Ao atribuir este nome à sua propriedade, von Winternitz evidentemente identifica-se com a mitologia cristã-habsburga e com a ideia da Áustria imperial como império católico, portador de uma mensagem espiritual destinada à humanidade como um todo, vinculando-se, assim, à esperança messiânica do grande império católico.

Ele não faz segredo de sua esperança de receber em sua propriedade o herdeiro da coroa habsburga, numa espécie de restauração doméstica do antigo sonho imperial: fala a respeito dela no estreito círculo dos refugiados de língua alemã que vivem em Cochabamba e, não só isso, conserva cuidadosamente, num armário de cristal na sala - ou Salon - de sua residência, uma garrafa de vinho tinto francês Chateauneuf du Pape, destinada a ser aberta no dia em que este ilustre visitante vier. Assim, entre os refugiados de língua alemã de Cochabamba, ele adquiriu o pouco lisonjeiro apelido de Austrospinner.
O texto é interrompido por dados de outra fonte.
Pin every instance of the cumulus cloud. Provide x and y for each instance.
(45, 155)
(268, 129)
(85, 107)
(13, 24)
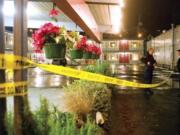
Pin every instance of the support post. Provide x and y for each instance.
(3, 130)
(173, 46)
(20, 49)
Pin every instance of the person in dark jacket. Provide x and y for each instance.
(178, 65)
(178, 62)
(149, 62)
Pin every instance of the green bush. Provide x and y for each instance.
(53, 122)
(86, 97)
(100, 68)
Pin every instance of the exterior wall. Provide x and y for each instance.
(163, 45)
(122, 51)
(177, 41)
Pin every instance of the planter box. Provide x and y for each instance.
(76, 54)
(87, 55)
(94, 56)
(55, 50)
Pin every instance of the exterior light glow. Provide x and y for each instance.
(121, 3)
(8, 8)
(116, 18)
(139, 35)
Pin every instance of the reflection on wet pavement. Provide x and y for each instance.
(41, 79)
(137, 114)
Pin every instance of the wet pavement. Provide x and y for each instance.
(134, 112)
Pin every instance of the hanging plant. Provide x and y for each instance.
(53, 13)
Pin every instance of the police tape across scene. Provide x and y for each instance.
(9, 61)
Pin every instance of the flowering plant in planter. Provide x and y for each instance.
(76, 51)
(96, 51)
(52, 38)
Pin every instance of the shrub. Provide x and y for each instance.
(101, 68)
(78, 98)
(83, 97)
(53, 122)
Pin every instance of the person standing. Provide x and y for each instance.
(149, 62)
(178, 65)
(178, 62)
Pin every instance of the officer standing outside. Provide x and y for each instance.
(178, 65)
(149, 62)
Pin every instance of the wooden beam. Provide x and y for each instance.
(3, 108)
(101, 3)
(20, 48)
(78, 11)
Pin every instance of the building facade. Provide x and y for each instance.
(122, 51)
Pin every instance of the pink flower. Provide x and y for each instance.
(81, 45)
(53, 13)
(44, 34)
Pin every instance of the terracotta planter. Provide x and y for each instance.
(76, 54)
(87, 55)
(53, 50)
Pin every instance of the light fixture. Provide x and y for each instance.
(121, 3)
(139, 35)
(116, 18)
(8, 8)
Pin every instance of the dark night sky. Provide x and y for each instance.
(154, 14)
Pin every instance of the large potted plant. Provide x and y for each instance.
(96, 52)
(76, 52)
(87, 54)
(52, 39)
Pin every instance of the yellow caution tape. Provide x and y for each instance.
(18, 62)
(13, 88)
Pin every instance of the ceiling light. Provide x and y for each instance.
(121, 3)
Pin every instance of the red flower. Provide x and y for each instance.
(81, 45)
(45, 34)
(53, 13)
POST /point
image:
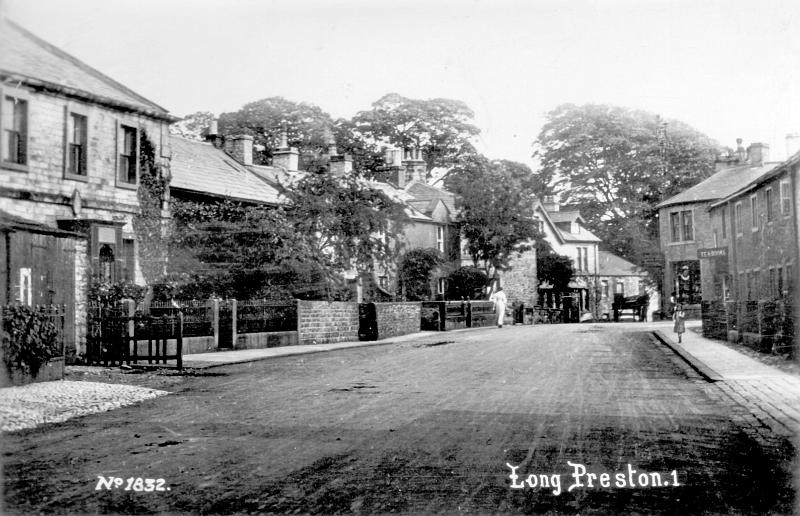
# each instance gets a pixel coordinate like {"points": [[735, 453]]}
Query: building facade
{"points": [[687, 234], [74, 147]]}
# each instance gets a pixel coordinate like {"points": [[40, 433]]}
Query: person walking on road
{"points": [[678, 316], [499, 299]]}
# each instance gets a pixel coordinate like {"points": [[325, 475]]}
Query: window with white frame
{"points": [[688, 225], [724, 222], [737, 218], [14, 128], [786, 197]]}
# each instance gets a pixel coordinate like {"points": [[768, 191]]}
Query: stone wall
{"points": [[81, 296], [519, 280], [398, 318], [320, 322]]}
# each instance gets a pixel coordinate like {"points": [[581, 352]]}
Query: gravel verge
{"points": [[36, 404]]}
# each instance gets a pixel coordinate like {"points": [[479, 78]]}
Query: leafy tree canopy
{"points": [[441, 128], [346, 223], [415, 270], [616, 164], [466, 283], [194, 126], [308, 128], [496, 209], [553, 268]]}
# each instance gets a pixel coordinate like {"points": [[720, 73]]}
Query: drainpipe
{"points": [[793, 171]]}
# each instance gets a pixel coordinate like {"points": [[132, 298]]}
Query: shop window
{"points": [[127, 160], [77, 144], [786, 197], [724, 222], [768, 204], [686, 285], [675, 226]]}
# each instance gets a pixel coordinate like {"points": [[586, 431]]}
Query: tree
{"points": [[496, 212], [441, 128], [194, 126], [616, 164], [308, 128], [414, 274], [466, 283], [553, 268], [231, 249]]}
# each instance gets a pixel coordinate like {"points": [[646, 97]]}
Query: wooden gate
{"points": [[139, 338]]}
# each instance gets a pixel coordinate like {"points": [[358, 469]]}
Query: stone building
{"points": [[73, 149], [686, 232]]}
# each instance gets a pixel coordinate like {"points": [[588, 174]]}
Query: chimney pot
{"points": [[792, 144], [240, 148], [758, 154]]}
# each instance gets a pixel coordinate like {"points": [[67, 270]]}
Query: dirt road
{"points": [[421, 428]]}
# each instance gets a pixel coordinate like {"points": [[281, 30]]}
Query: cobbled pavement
{"points": [[36, 404]]}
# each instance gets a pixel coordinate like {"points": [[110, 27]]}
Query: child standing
{"points": [[678, 316]]}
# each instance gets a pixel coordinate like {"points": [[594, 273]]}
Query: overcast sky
{"points": [[728, 68]]}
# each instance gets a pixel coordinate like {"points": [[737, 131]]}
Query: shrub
{"points": [[29, 339], [466, 283]]}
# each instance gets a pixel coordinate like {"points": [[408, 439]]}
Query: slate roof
{"points": [[403, 197], [767, 176], [584, 236], [719, 185], [33, 61], [201, 168], [425, 192], [10, 222], [609, 264]]}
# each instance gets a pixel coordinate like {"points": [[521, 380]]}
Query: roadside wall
{"points": [[323, 322], [398, 318]]}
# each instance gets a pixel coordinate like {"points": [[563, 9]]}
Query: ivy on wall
{"points": [[148, 224]]}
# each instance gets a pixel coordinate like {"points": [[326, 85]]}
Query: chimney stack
{"points": [[792, 144], [415, 167], [758, 154], [741, 154], [550, 204], [338, 164], [240, 148], [284, 156], [212, 134]]}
A esperança cultivada pelo protagonista desta narrativa corresponde às de todo o círculo dos legitimistas austríacos, participantes de um movimento conservador que se formou após 1918 e que continuou empenhado, até a anexação da Áustria pelo Reich, na luta pela restauração da monarquia austríaca, reunindo mais de 50 agremiações e grupos políticos. Os principais representantes deste movimento, do qual participou inclusive o escritor Joseph Roth, passaram a reunir-se, depois de 1938, no exílio parisiense, em torno da figura de Otto von Habsburg, o herdeiro da coroa e seu propósito era, ostensivamente, o de trazer de volta à vida um projeto de Estado ecumênico, tal e qual o acalentado pelo Kaiser Franz Josef, assim como uma concepção de Áustria que, transcendendo o puramente nacional, aspirava a um estatuto universal.
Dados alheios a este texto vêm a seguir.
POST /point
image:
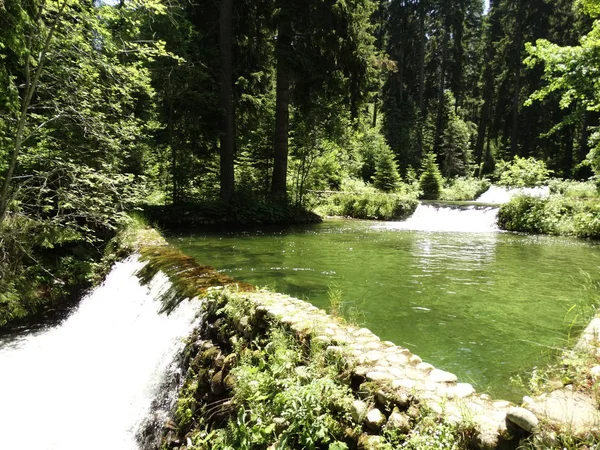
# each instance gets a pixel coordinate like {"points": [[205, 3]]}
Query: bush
{"points": [[376, 206], [386, 176], [576, 189], [431, 180], [464, 189], [556, 215], [522, 172]]}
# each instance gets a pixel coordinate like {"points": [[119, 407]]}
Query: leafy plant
{"points": [[522, 172], [431, 180]]}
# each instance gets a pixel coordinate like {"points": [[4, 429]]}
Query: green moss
{"points": [[188, 278]]}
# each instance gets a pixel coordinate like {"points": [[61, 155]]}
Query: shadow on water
{"points": [[485, 305]]}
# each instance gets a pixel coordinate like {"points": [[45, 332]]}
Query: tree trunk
{"points": [[421, 80], [227, 137], [514, 132], [282, 110], [30, 88], [439, 123], [485, 110]]}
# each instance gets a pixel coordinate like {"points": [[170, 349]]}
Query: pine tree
{"points": [[386, 176]]}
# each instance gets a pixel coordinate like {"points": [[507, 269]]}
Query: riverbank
{"points": [[268, 370], [237, 213]]}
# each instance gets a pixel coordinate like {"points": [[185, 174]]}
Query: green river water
{"points": [[486, 306]]}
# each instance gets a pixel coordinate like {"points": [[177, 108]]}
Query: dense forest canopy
{"points": [[274, 97], [106, 105]]}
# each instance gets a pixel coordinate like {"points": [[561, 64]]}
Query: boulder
{"points": [[375, 420], [522, 418]]}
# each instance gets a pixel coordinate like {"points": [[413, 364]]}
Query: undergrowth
{"points": [[368, 205]]}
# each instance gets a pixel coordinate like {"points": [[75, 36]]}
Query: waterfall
{"points": [[498, 195], [430, 217], [92, 381]]}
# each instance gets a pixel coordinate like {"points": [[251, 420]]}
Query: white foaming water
{"points": [[450, 219], [89, 382], [498, 195]]}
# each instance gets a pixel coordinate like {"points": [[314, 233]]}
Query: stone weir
{"points": [[396, 379], [392, 386]]}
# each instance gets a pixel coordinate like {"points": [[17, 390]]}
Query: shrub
{"points": [[377, 206], [464, 189], [571, 188], [522, 172], [556, 215], [386, 176], [431, 180]]}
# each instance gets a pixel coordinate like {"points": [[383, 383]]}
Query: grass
{"points": [[369, 205], [463, 189], [557, 215]]}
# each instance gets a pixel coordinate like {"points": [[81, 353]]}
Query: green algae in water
{"points": [[486, 306]]}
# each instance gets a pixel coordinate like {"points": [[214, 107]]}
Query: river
{"points": [[446, 284]]}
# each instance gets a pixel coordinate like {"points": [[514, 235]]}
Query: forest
{"points": [[108, 107]]}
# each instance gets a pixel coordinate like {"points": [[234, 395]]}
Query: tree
{"points": [[226, 100], [386, 176], [571, 72], [430, 181]]}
O encontro do narrador em primeira pessoa deste conto com o Austrospinner se dá de maneira inesperada. Ele conta que, durante uma viagem de negócios a Cochabamba, encontrava-se na mercearia de outro refugiado, Herr Kohler, um alemão de Hamburgo, abastecendo-se para seu lanche noturno, quando se deparou com um adolescente índio que, falando o mais perfeito alemão austríaco, dirigiu-se ao dono da mercearia para fazer seu pedido: “Zehn Deka Schinken, zehn Deka Salami, ein Stückerl Käs, so wie immer ein kleines Packerl Butter und ein Brot.” (Kalmar 1998Kalmar, Fritz. Das Herz europaschwer. Viena: Picus, 1998.: 139)

Intrigado, o narrador observa o jovem índio e, depois de sua partida, informa-se com Herr Kohler a seu respeito. Este lhe conta que, anos antes, o menino tentara roubar a carteira de von Winternitz. Este o apanhou e, em vez de entregá-lo à polícia, resolveu adotá-lo, educá-lo, criá-lo e, sobretudo, educá-lo de maneira a fazer dele “um austríaco”. O que se entende aqui por “austríaco” está, como veremos adiante, diretamente vinculado àquele projeto identitário e nacional cultivado pelos literatos da Áustria imperial.

Movido pela curiosidade, o narrador entrega a Herr Kohler um cartão de visita dirigido a von Winternitz, com um pedido: ele gostaria de visitá-lo. Afinal, como austríacos exilados, ambos eram companheiros de destino, o que de antemão estabelecia entre eles um certo tipo de vínculo.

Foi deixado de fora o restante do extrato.